Properly deployed, the TFWP and Express Entry program should be good for Canadian business and the Canadian economy.

The CBA’s Immigration Law Section took the opportunity offered by the federal government’s decision to review the TFWP to recommend improvements to both it and the Express Entry system.

“In recent years, the CBA Section has identified concerns with both the TFWP and EE,” the submission says, referring to letters and submissions dating back to 2009. “The CBA Section has concluded that aspects of these programs present significant barriers to Canadian workforce development and prosperity.”

As well as summarizing past concerns and offering recommendations for improvement, the most recent submission also references a report prepared by the Canadian Chamber of Commerce titled Immigration for a Competitive Canada: Why Highly Skilled International Talent is at Risk, which identifies many of the same issues.

“The actual design of the system has had negative effects across high-value growth sectors, from high-tech to financial services to academic research,” the Chamber’s report says. “Policy approaches that were born of suspicion, negativity and reprisal were applied to the Temporary Foreign Worker Program and them similarly and in appropriately applied to Express Entry. For all the good work of government officials, the programs are falling short of their goals and creating inefficiencies within departments.”
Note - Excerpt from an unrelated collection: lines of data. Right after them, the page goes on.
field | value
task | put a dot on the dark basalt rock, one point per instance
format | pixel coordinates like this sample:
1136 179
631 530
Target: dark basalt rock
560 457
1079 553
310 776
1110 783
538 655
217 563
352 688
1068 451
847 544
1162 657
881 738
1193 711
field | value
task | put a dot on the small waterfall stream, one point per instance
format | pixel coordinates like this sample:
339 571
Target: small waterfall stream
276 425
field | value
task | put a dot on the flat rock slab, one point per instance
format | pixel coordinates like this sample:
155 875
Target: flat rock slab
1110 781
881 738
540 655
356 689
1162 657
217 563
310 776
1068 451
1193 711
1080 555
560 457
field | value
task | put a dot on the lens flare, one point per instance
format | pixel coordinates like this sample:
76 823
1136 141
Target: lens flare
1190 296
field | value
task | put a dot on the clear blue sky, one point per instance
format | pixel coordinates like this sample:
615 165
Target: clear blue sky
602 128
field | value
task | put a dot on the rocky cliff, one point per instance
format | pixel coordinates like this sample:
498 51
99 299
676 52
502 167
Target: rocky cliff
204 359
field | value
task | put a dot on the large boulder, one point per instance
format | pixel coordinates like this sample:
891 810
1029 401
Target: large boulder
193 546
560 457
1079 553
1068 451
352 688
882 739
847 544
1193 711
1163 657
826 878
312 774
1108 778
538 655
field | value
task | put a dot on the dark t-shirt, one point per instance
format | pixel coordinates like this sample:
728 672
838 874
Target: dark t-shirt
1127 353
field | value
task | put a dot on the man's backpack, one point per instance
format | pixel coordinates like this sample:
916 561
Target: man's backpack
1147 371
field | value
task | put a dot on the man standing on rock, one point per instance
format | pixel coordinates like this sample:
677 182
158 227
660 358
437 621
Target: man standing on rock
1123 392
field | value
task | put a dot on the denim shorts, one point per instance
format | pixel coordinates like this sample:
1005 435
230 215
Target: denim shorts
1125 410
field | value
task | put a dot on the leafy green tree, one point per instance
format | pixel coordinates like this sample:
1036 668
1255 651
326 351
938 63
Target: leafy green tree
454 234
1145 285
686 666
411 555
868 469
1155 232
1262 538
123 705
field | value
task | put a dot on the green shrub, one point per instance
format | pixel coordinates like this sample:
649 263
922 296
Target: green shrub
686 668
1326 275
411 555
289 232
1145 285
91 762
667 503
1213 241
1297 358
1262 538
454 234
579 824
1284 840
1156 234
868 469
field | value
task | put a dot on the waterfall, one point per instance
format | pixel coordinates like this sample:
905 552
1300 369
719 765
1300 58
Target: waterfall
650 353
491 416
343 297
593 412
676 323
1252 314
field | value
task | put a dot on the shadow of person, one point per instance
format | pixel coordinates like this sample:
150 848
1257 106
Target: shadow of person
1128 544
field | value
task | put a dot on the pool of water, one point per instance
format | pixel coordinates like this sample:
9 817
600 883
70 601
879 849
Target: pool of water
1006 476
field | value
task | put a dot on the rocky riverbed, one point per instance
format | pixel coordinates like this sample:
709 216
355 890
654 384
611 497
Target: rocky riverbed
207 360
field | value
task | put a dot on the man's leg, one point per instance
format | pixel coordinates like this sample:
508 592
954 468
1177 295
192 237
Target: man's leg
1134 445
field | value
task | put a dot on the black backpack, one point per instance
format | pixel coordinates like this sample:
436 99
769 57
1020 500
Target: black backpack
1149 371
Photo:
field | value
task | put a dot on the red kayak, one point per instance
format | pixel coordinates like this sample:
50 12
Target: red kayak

Both groups point to the 2014 overhaul of the TFW program, undertaken in a highly politically charged atmosphere, as problematic. In the words of the CBA submission, “it introduced procedural and policy impediments that deterred the entry of temporary foreign workers altogether.”

“Proposed employer penalties risk unnecessarily stigmatizing those who employ TFWs,” the CBA said in a October 2014 letter to the director of the TFW program, which will perhaps have the unintended effect of encouraging businesses to take certain parts of their business offshore.

“This in turn will cause further losses for the Canadian labour market, including loss of tax revenues and loss of employment opportunities for Canadian citizens and permanent residents. It may also deter businesses from investing in Canada.”

A balance needs to be struck, it is apparent, between punishing those who would abuse the program and encouraging those who would benefit from it to use it.

For the system to work to the benefit of foreign workers and their would-be employers, its requirements need to be clear and predictable, responsive to labour market demands, and technologically up-to-date.  The processing environment needs to focus on high service standards with “friendly and effective communication” by officers who are trained in the legislation and case law and whose discretion isn’t fettered “by treating guidelines as mandatory obligations rather than useful benchmarks for interpreting regulatory requirements.”

The CBA makes a total of 29 recommendations for improvements to the TFWP and EE programs, 17 of which focus directly on issues of compliance, consistency and transparency, an indication of the frustration immigration law practitioners and employers have with the system as it exists.